Défaits dans leurs tentatives de freiner, puis de renverser la loi, les syndicats ont décidé de faire grimper les enchères d'un cran additionnel en lançant des campagnes de rappel visant les politiciens ayant soutenu la réforme. La première vague de ces tentatives de rappel a eu lieu à l'été 2011, où l'objectif était de ravir aux républicains leur majorité au Sénat du Wisconsin. Six sénateurs républicains ont ainsi dû se représenter devant les électeurs avant que leur mandat n'ait été complété. Des six, quatre l'ont emporté - privant les démocrates du minimum nécessaire pour reprendre la majorité de la Chambre haute.

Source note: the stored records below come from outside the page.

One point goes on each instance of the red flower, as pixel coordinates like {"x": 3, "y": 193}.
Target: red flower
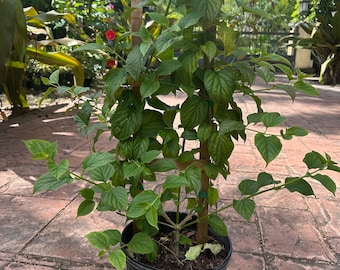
{"x": 111, "y": 63}
{"x": 110, "y": 35}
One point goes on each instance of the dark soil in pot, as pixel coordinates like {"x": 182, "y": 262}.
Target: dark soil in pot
{"x": 166, "y": 260}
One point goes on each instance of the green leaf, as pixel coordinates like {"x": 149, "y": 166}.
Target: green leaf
{"x": 306, "y": 88}
{"x": 152, "y": 123}
{"x": 203, "y": 132}
{"x": 61, "y": 90}
{"x": 102, "y": 173}
{"x": 140, "y": 146}
{"x": 333, "y": 167}
{"x": 135, "y": 62}
{"x": 193, "y": 252}
{"x": 314, "y": 160}
{"x": 290, "y": 90}
{"x": 152, "y": 216}
{"x": 141, "y": 243}
{"x": 285, "y": 69}
{"x": 220, "y": 85}
{"x": 117, "y": 258}
{"x": 141, "y": 204}
{"x": 54, "y": 77}
{"x": 87, "y": 193}
{"x": 174, "y": 181}
{"x": 58, "y": 169}
{"x": 214, "y": 248}
{"x": 85, "y": 208}
{"x": 149, "y": 156}
{"x": 49, "y": 182}
{"x": 82, "y": 118}
{"x": 41, "y": 149}
{"x": 296, "y": 131}
{"x": 165, "y": 41}
{"x": 258, "y": 12}
{"x": 210, "y": 9}
{"x": 114, "y": 80}
{"x": 218, "y": 225}
{"x": 194, "y": 175}
{"x": 114, "y": 236}
{"x": 220, "y": 148}
{"x": 149, "y": 87}
{"x": 272, "y": 119}
{"x": 95, "y": 160}
{"x": 299, "y": 185}
{"x": 228, "y": 126}
{"x": 245, "y": 207}
{"x": 193, "y": 112}
{"x": 267, "y": 75}
{"x": 268, "y": 146}
{"x": 163, "y": 165}
{"x": 186, "y": 156}
{"x": 248, "y": 187}
{"x": 168, "y": 66}
{"x": 131, "y": 169}
{"x": 189, "y": 20}
{"x": 326, "y": 181}
{"x": 98, "y": 240}
{"x": 189, "y": 62}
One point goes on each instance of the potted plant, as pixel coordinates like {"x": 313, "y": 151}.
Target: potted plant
{"x": 171, "y": 107}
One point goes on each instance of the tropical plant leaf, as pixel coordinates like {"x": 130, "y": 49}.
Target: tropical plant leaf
{"x": 85, "y": 208}
{"x": 220, "y": 148}
{"x": 314, "y": 160}
{"x": 268, "y": 146}
{"x": 193, "y": 112}
{"x": 326, "y": 181}
{"x": 117, "y": 258}
{"x": 58, "y": 169}
{"x": 95, "y": 160}
{"x": 41, "y": 149}
{"x": 220, "y": 85}
{"x": 141, "y": 243}
{"x": 98, "y": 240}
{"x": 245, "y": 207}
{"x": 149, "y": 87}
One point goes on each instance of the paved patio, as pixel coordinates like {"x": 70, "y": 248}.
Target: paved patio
{"x": 288, "y": 231}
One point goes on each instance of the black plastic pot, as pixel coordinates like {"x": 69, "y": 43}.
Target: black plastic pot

Il restait une carte dans la manche syndicale, une de taille : l'élection de rappel contre Walker lui-même. Pour faire face au gouverneur sortant, les syndicats ont activement fait la promotion de leur candidate préférée, Kathleen Falk, dans la primaire démocrate. Le 8 mai dernier, Falk s'est inclinée devant Tom Barrett par plus de 15 points. Le même jour, Walker a récolté plus de voix dans la primaire républicaine - alors qu'il ne faisait pourtant face à aucun réel adversaire - que Falk et Barrett combinés.

Puis est finalement venu le vote d'hier, qui reconduit Walker à la tête de l'État jusqu'à la fin de son mandat, prévue en janvier 2015 (il aura l'option de se présenter pour sa réélection « normale » en novembre 2014). Ceux ayant fait le décompte en viendront à un chiffre : cinq. C'est le nombre d'échecs majeurs qu'a essuyés le mouvement syndical au Wisconsin, la première (l'adoption de loi) leur étant sans doute la plus dommageable et la dernière (la victoire électorale de Walker) la plus embarrassante. Avec cinq revers de la sorte, on ne parle pas simplement de défaite - on parle de déroute.

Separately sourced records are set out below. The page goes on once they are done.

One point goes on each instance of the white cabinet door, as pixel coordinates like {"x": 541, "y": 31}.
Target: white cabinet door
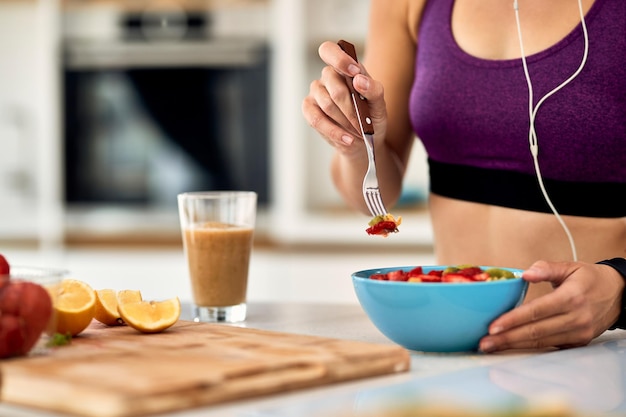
{"x": 28, "y": 139}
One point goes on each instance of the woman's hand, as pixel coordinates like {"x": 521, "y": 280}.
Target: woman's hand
{"x": 585, "y": 302}
{"x": 328, "y": 107}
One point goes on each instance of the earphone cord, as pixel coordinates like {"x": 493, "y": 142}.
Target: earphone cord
{"x": 532, "y": 134}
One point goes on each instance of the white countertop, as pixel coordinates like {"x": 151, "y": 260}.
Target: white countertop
{"x": 590, "y": 380}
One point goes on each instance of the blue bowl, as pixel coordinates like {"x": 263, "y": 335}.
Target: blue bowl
{"x": 436, "y": 317}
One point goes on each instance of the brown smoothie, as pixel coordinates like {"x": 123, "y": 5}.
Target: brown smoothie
{"x": 219, "y": 256}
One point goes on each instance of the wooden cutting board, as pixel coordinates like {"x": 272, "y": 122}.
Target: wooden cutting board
{"x": 119, "y": 372}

Quelles sont les implications de cette déroute ? Plusieurs républicains l'associeront inévitablement à un signe des chances de Mitt Romney de remporter l'État en novembre. Cette lecture s'avère toutefois simpliste. Le gain de Scott Walker hier s'explique sans doute au moins en partie par certains facteurs, notamment une récalcitrance chez plusieurs électeurs de mettre prématurément fin au mandat dûment remporté par le gouverneur, qui ont très peu à voir avec Barack Obama ou avec l'élection présidentielle.

De plus, si la lutte entourant la réforme de Walker touchait des enjeux spécifiques strictement locaux, il en sera autrement pour la course présidentielle, lors de laquelle seront débattues des questions nationales. Même si Obama demeure vulnérable au Wisconsin (malgré sa victoire confortable là en 2008, il ne faut pas oublier que ses prédécesseurs démocrates Al Gore et John Kerry y avaient tous deux devancé George W. Bush par moins d'un demi pourcent en 2000 et en 2004, respectivement), le résultat d'hier ne lui empêche en aucun cas de pouvoir espérer gagner en novembre.

Où le phénomène observé au Wisconsin pourrait avoir des répercussions, c'est possiblement davantage au niveau de l'appétit que pourraient développer certains politiciens dans d'autres États et à Washington, qu'ils soient déjà en place ou qu'ils se fassent élire en novembre, pour confronter les intérêts syndicaux. Ces derniers revêtaient jusqu'ici pour bon nombre d'élus l'apparence d'une bête vorace qu'on ne pouvait daigner attaquer. Aujourd'hui, cette apparence est sans doute pour plusieurs davantage celle d'un chien qui, après avoir aboyé intensément et systématiquement, peine à mordre.

À un moment de lutte aux déficits et de resserrements budgétaires observés à la grandeur du pays, là n'est peut-être pas le changement d'image publique le plus prudent à adopter.

Les opinions exprimées dans ce blogue sont strictement personnelles et ne reflètent pas nécessairement celles de la Chaire Raoul-Dandurand en études stratégiques et diplomatiques de l'Université du Québec à Montréal.